Seizing him by the arm, the Micmac drew him out of the throng. A brief colloquy ensued, punctuated by Jean Jacques with grunts of disapproval; then, releasing the Acadian, he made his way unheeded in the commotion toward a small hut, as yet beyond the reach of the flames. Pushing open the door, he entered.

Upon a couch of moss in a corner lay an old man, evidently dying. Beside him knelt a priest performing the last sacred offices of the Catholic Church, and a young girl, the tears upon her pale, worn cheeks. At a glance the Indian perceived that he had found those he sought—Pierre Grétin, Margot, and the good priest of Cobequid, M. Girard. Had the priest not been too much absorbed in his solemn duty to notice the newcomer, the significant fact that the so-called ‘convert’ failed to cross himself would not have passed unobserved. Jean Jacques kneeled down, however, reverently enough.

All that night the circle of fire slowly widened, spreading ever more slowly because the clouds broke in heavy showers; but at length, soon after the poor old man had breathed his last and the bright dawn was illuminating the clearing sky, Jean Jacques saw that another place of refuge must be sought from the fire. Gathering up the few articles the miserable hut contained, he sped with them to the shelter of the near-by woods, and then returning he wrapped, with characteristic taciturnity, the body of the gran’-père in the blanket and, followed by the priest and the weeping Margot, bore it also away.
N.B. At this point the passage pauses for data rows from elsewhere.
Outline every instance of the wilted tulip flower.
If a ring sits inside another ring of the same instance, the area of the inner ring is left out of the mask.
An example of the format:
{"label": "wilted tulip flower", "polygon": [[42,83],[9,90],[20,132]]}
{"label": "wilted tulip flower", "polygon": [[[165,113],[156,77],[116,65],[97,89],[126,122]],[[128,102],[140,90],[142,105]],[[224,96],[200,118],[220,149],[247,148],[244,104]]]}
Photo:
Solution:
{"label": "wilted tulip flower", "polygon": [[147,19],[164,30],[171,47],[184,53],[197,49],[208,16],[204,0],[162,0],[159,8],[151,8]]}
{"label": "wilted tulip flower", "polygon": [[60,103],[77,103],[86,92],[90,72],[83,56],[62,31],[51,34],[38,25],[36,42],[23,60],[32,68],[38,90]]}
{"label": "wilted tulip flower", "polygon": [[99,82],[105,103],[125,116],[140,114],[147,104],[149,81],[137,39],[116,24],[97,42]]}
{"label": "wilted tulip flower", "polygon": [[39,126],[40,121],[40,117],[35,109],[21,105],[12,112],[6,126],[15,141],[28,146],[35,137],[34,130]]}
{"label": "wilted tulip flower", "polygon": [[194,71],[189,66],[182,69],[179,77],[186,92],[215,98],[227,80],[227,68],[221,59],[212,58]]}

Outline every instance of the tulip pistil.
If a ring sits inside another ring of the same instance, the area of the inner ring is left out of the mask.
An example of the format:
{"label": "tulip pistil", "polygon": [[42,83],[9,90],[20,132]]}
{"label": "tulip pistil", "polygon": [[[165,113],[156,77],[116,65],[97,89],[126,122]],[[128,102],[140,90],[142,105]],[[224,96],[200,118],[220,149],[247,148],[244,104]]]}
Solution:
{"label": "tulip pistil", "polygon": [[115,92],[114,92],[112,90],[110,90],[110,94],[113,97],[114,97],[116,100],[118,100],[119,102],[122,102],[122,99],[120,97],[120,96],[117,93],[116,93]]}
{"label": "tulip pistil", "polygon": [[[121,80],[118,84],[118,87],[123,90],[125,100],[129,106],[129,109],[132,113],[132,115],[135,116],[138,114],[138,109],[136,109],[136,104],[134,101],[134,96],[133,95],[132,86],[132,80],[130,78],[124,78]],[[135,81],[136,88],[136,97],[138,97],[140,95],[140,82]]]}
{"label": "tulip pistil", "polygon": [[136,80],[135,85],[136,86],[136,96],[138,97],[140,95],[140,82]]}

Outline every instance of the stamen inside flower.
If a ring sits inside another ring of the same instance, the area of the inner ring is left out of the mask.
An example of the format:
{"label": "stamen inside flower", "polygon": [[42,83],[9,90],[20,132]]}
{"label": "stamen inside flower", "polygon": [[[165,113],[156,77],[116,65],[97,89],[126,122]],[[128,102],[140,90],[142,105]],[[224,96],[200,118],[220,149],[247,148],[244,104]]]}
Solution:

“For the sainted gran’-père there is no consecrated ground!” moaned the girl, casting a backward glance at the smouldering ruins of the church.

“Weep not for that, my daughter,” said the priest in soothing tones, as he led her forward, “for the faithful servant holy ground shall be found.”

He drew from beneath his robe a tiny vial of holy water and in due form consecrated the spot of earth in the forest in which the gran’-père was to rest. Then seizing one of the two mattocks brought from the hut, he set to work with the Indian.

Few, indeed, were the tools or other possessions Pierre Grétin had contrived to save in their compulsory flight from the pleasant home in the Annapolis Valley—a flight which had taken place shortly after Gabriel’s departure. Even then they might have held on longer had not an ancient grudge on the part of a neighbor served to keep their obstinacy ever before the eyes of Le Loutre; for it has been said that the Acadians were a people given to petty squabbles. At Beaubassin they had found refuge with many others of their race, but on English ground, and it was on this account that the bigoted priest sought to remove them. Long had the Acadians tacitly resisted, not out of love for the English, but out of love for the peace so dear to their sluggish natures and which they were permitted to enjoy under British rule, so long, at least, as they refrained from meddling or from bearing arms.

“No coffin, mon père?” said Margot timidly at last.

For answer the priest stuck his spade into the ground; the work was done. Then he pointed to a white sail upon the waters of Chignecto Bay.

“The English!” she murmured awestruck; and then again, “And no coffin, M. le Curé?”